Dilettante - by Summer Burkes

New Orleans crud

In current events, road trip on April 14, 2007 at 4:30 pm

April 14, 007

I got the vapors.

Yes. Literally.

Fainting spells in bars where your friends work can be embarrassing. However, it’s always good when a couple just-off-duty nurses happen to be drinking at the establishment, so they can pick you up off the floor, carry you to the couch, and proceed to give you a frighteningly wide and specific range of potential diagnoses. Abject mortification can at least be tempered by the three or four good people who hover around like ladies-in-waiting for a Southern belle whose whalebone corset stays got cinched too tight.

Thankfully, the bar had a couch. When The Vapors started to come on, in a limp effort to avoid looking like the drunk girl passed out on the sofa when customers walked in, I’d staggered from the table to the bathroom — but as the nurses hustled me to a horizontal position, meters away from the bar’s windows to the street in the French Quarter, the joint’s affable bartender explained it to me thusly:

“Girl, please. This is New Orleans.” (Shrug.)


where the view is nice, no matter where y@

After the visit to the doctor’s, hypoglycemia and diabetes were ruled out. Humidity and sea-level living don’t bother me at all. Nothing to do with self-induced toxicity, either, since these days I ingest only hippie food and kombucha while the old familiar boozy devil on my left shoulder recoils in silent horror. And it’s probably not a tumor, or anemia, or internal bleeding, although apparently aspirin — specifically, BC powder and Goody powder — contain insanely high doses of blood-thinning agents that can really fuck you up.

A virus, they said. What kind of virus? The New Orleans virus, the doctor said. Well, what are the symptoms? It’s different for everybody. Some get flu-ey, some congested, some exhausted, some nauseous and pukey, some display symptoms of the common cold.

Ever since I got to Louisiana, my body’s engine has acted like it’s running low on oil — but I thought it was because of stress and whatnot. Now I find out several of the punks in the million-houseguest house where I’m staying have experienced or are experiencing a similar cruddy feeling too. Here we are in one of the most unique and soulful and breathtaking cities on the planet, but it’s hard to want to do anything but lay around and watch movies and be lightheaded.


but at least I get to ride around in this DED SLED. Seriously is it the best car ever?

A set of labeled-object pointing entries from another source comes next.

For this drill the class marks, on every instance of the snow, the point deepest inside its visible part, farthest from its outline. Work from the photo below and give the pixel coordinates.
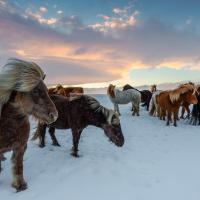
(156, 163)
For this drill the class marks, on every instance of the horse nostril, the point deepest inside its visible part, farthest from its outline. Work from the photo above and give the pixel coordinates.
(53, 116)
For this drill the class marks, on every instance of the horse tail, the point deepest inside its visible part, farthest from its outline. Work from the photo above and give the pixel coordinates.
(35, 136)
(152, 106)
(37, 133)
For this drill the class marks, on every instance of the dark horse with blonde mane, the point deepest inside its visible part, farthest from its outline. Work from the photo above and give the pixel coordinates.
(170, 101)
(145, 95)
(65, 91)
(22, 93)
(76, 115)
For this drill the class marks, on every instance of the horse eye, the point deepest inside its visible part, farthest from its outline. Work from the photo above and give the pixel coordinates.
(35, 92)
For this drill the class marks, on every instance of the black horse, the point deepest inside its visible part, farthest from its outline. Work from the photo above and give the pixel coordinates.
(145, 95)
(195, 118)
(76, 115)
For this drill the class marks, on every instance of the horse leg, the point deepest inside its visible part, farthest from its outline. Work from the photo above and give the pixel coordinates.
(182, 112)
(41, 132)
(168, 117)
(53, 137)
(138, 109)
(117, 109)
(76, 136)
(2, 158)
(17, 160)
(188, 111)
(134, 109)
(175, 113)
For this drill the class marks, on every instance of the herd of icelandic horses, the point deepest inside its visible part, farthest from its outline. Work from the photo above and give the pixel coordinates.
(163, 104)
(24, 93)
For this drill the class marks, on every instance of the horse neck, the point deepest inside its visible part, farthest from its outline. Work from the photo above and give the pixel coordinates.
(14, 108)
(16, 101)
(98, 118)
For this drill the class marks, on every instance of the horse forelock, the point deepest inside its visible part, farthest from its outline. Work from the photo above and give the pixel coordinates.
(111, 90)
(97, 107)
(18, 75)
(175, 94)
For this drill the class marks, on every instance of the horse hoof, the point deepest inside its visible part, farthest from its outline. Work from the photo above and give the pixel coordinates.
(56, 144)
(20, 187)
(2, 157)
(75, 155)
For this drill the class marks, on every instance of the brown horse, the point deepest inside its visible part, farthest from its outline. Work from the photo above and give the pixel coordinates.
(153, 88)
(186, 105)
(145, 95)
(65, 91)
(22, 93)
(170, 101)
(59, 89)
(76, 115)
(73, 90)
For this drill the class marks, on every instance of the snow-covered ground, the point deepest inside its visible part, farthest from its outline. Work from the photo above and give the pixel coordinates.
(156, 163)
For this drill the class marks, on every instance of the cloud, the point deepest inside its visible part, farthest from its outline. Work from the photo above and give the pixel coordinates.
(38, 15)
(74, 52)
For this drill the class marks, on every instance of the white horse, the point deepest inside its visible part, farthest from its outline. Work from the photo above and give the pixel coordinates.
(154, 109)
(124, 97)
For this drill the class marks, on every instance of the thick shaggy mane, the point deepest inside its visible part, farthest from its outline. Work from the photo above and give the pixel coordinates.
(111, 90)
(97, 107)
(182, 89)
(18, 75)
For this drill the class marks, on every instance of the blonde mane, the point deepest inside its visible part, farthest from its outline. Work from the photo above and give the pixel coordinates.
(18, 75)
(182, 89)
(110, 91)
(153, 88)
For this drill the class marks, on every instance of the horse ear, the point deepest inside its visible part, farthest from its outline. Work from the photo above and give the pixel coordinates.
(75, 96)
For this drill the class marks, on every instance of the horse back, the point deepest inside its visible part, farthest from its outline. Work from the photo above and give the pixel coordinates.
(14, 128)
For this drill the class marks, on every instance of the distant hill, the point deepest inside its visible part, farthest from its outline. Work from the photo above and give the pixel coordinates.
(163, 86)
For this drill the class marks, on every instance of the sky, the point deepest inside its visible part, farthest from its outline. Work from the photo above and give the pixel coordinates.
(96, 42)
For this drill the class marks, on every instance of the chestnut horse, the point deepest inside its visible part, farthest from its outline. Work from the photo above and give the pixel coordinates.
(73, 90)
(153, 88)
(145, 95)
(185, 106)
(76, 115)
(195, 115)
(65, 91)
(170, 101)
(59, 89)
(22, 93)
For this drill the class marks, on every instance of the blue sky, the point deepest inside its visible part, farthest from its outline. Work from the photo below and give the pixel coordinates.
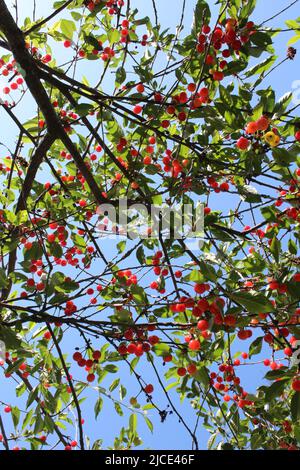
(169, 434)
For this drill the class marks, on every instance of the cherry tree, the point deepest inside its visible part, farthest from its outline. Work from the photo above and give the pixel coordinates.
(122, 109)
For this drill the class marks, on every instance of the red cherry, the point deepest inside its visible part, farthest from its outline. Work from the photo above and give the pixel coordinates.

We’re kind of suspicious it’s something in the tap water. Whether it’s muck left over from the storm and seeping in through broken water pipes, or something more governmental and sinister, nobody knows. Airaq told that after Katrina, when the municipal services got turned back on, every time he took a bath his eyes burned from all the chlorine they had to put in the water supply to make it potable.

The “virus” could be something in the air, too. No clue, the doctor said. Comforting, right?

Well, fuck it. Whatever it’s called and whatever causes it, I see this “virus” as a rite of passage. A vaccination to make me resistant to further poisonings on my next visits to this jolie-laide city. Now I’m ready to come back, and I haven’t even left yet.

I don’t want to leave.

I feel boring.

Whew. I need a nap.

===

Big giant important P.S.:

Here’s another fucked up thing I learned at the doctor’s. Pay close attention, especially if you enjoy the company of dirtbags, or go on tour a lot, or thrive in communal pile-of-puppies-type situations like I do.

Meningitis is coming back.

Yes, MENINGITIS. It strikes first where poor people live on top of each other. In the past few years they’ve started vaccinating college students who live in dorms. After the nice doctor figured out a little bit about my lifestyle, he became quite insistent that not only should I find a way to get the shot, I should also tell all my dirtbag friends.

You can die from this. Very quickly — as in a few hours after you begin to display the mundane symptoms (headache, chills, etc).

So if you can’t spring for a vaccination — I hear they’re expensive as shit — find the public health clinic in your area who might give it out for free. Do it now. Ain’t no fun havin’ meningitis.